4. **Error Handling**: If an error string is returned (e.g., "Error querying rules: ..."), you must report this failure or attempt an alternative approach if applicable.

## Underlying Mechanism
- The tool uses `google_ml.embedding` to convert the query into a vector representation.
- It calculates distance (`<=>`) against the `embedding` column in the `rules` table on an AlloyDB instance.
- Results are fetched in descending order of similarity, limited to 5 results.

2. How the Skill is Registered

In planner_agent/agent.py, the skill is loaded from the directory and added to the agent's tools. Here is what the code looks like:

import pathlib
from google.adk.skills import load_skill_from_dir
from google.adk.tools import skill_toolset

# Load the AlloyDB skill from its directory
alloydb_skill = load_skill_from_dir(pathlib.Path(__file__).parent / "skills" / "get-local-and-traffic-rules")

# Assemble the Agent with the Skill Toolset
root_agent = LlmAgent(
    name="planner_agent",
    model="gemini-3-flash-preview",
    instruction="You are a helpful marathon planning assistant...",
    tools=[
        get_local_and_traffic_rules,
        skill_toolset.SkillToolset(skills=[alloydb_skill])
    ],
    after_agent_callback=[auto_save_memories],
)

10. Test the Agent

  1. Start the agent locally:
uv run adk run planner_agent
  1. Ask a question about city rules: [user]: What are the rules for running a race on the Las Vegas strip?

The agent will call the get_local_and_traffic_rules tool, perform a vector search in AlloyDB, and return an answer based on the official rules chunks processed by Spark.

11. Deploy the Agent

Deploy to Agent Platform

uv run adk deploy agent_engine \
  --env_file .env \
  planner_agent

12. Clean up

To avoid ongoing charges, delete the resources created during this codelab.

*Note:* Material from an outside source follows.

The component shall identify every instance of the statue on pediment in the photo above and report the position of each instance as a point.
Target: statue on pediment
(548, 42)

Delete the AlloyDB Cluster

# Delete the AlloyDB Cluster
gcloud alloydb clusters delete rules-db --region=us-central1 --force

Delete the Agent Runtime App

You can delete the Reasoning Engine instance via the console or using the gcloud command (if you have the resource name). For simplicity, use the console:

  1. Go to the Agent Runtime page.
  2. Select the planner_agent –> click the triple-dots button on the right side.
  3. Click Delete.

13. Congratulations

Congratulations! You have successfully enhanced an ADK agent with advanced memory and data grounding capabilities.

What you've learned

  • Stateful Agents: Integrating Agent Platform Sessions to maintain conversation context.
  • Long-Term Learning: Attaching an Agent Platform Memory Bank to allow the agent to learn from user interactions.
  • Data Ingestion: Using Spark Lightning Engine and Document AI to process unstructured documents.
  • RAG: Building a vector search system in AlloyDB to ground the agent in real-world rules.